This thesis aims to develop a method to enhance the performance of auxiliary belt-drive systems in Scania engines through parameter optimisation. Existing dynamic simulation methods within Scania were used to identify critical design parameters in auxiliary belt-drive systems. The study focuses on developing an optimisation methodology to improve belt-drive layout design by analysing dynamic responses to varied input parameters such as belt pretension, number of belt ribs, and pulley positions.

The main outcome of this thesis is the establishment of a parameter optimisation methodology and its successful incorporation into HEEDS MDO together with Dymola simulations, thereby automating the post-processing to achieve an optimal belt-drive layout. Insights into minimising the angular amplitude of the tensioner, and maximising the minimum hub loads on pulleys were provided.
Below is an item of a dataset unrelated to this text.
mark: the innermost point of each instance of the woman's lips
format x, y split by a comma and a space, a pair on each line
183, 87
The study highlighted the correlation between belt vibration, tensioner amplitude, and slip. The optimisation process identified the maximum shaft torque on OADs as the most violated constraint and suggested that minimising the belt flutter is redundant when constraints on tensioner amplitude and slippage are included.

Any future improvements should focus on integrating high-performance computing to reduce computational time, conducting comprehensive DOE simulations, and developing surrogate models for further optimisation. Implementing a dedicated test rig will validate the simulation results and ensure practical applicability.